Back in the 1970s there was a movement to create a relationship-neutral title for women. “Mr.” for men was already relationship-neutral. A man was Mister whether he was married or single. Women were Miss until they married and became titled Mrs. So we came up with Ms., a female form of Mr., which did not indicate whether the woman was married or not.
Fast forward to 2014. I was on a mock jury. The presenter, an intelligent, educated millennial, surprised me by assuming that a woman who had chosen the “Ms.” title on an application form was declaring herself to be single. Somehow Ms. has come to be viewed by some as a shorter way of writing Miss, an unmarried woman.

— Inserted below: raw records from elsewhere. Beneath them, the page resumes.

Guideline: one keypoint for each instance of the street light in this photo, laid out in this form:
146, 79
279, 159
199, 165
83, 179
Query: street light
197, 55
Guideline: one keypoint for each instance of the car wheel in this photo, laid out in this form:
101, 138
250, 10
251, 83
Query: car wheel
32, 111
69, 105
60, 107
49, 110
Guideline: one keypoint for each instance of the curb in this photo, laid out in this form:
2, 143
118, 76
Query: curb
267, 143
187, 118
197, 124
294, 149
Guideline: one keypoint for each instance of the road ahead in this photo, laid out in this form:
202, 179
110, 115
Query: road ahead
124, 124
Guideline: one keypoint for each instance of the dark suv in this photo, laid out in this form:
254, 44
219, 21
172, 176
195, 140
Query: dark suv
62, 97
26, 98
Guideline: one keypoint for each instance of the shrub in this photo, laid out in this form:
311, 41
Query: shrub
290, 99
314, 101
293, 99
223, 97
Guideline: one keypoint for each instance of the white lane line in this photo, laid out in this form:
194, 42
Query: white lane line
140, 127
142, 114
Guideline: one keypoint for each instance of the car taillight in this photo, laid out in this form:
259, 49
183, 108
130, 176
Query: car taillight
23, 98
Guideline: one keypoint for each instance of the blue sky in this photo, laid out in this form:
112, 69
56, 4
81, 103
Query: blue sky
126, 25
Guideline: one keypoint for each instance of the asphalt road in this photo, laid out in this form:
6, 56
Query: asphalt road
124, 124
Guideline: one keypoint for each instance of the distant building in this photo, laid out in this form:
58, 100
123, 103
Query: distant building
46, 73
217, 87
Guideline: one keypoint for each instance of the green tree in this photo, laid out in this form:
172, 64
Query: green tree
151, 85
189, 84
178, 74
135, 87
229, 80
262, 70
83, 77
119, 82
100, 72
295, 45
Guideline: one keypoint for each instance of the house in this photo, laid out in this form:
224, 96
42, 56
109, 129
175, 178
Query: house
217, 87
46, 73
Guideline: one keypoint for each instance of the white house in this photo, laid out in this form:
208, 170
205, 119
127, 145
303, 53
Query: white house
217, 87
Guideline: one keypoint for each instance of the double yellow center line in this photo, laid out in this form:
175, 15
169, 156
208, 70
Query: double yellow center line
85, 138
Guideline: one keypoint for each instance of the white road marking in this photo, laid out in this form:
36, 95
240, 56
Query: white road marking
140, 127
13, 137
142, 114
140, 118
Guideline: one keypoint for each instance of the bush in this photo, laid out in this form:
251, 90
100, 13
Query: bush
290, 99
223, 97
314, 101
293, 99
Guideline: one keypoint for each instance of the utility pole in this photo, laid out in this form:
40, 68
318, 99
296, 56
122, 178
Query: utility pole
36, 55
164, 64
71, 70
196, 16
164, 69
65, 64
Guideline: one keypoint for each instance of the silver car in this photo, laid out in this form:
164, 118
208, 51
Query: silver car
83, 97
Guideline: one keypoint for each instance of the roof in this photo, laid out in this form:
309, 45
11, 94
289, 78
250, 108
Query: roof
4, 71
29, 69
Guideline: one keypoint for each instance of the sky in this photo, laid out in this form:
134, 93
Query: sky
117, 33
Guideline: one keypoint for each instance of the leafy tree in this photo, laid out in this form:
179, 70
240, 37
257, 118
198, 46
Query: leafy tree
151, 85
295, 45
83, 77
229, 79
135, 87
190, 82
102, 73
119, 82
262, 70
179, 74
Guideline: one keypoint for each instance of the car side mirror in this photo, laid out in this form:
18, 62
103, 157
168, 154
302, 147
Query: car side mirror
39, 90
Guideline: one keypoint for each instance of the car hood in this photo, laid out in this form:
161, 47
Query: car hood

At first this disturbed me, since I was there for the fuss involved in getting a relationship-neutral title accepted. Then I thought about it. Our culture clearly still cares whether a woman is married or not, more than they care whether a man is. We want the label right up front, so the neutral label has at least partly reverted to a relationship indicator.
Compare this to the Japanese method. In Japan, everyone is addressed with the respectful title of “san.” Except for family and very close friends, all are referred to by their last name, and the title san. Brack-san, Smith-san. If there are two Smiths present, then John-Smith-san and Sue-Smith-san. Not only relationship-neutral, but gender and age neutral as well.
Too bad I don’t have the energy to start another social movement to get us all using san. It wouldn’t last anyway, we still want to categorize people and put the label on right up front.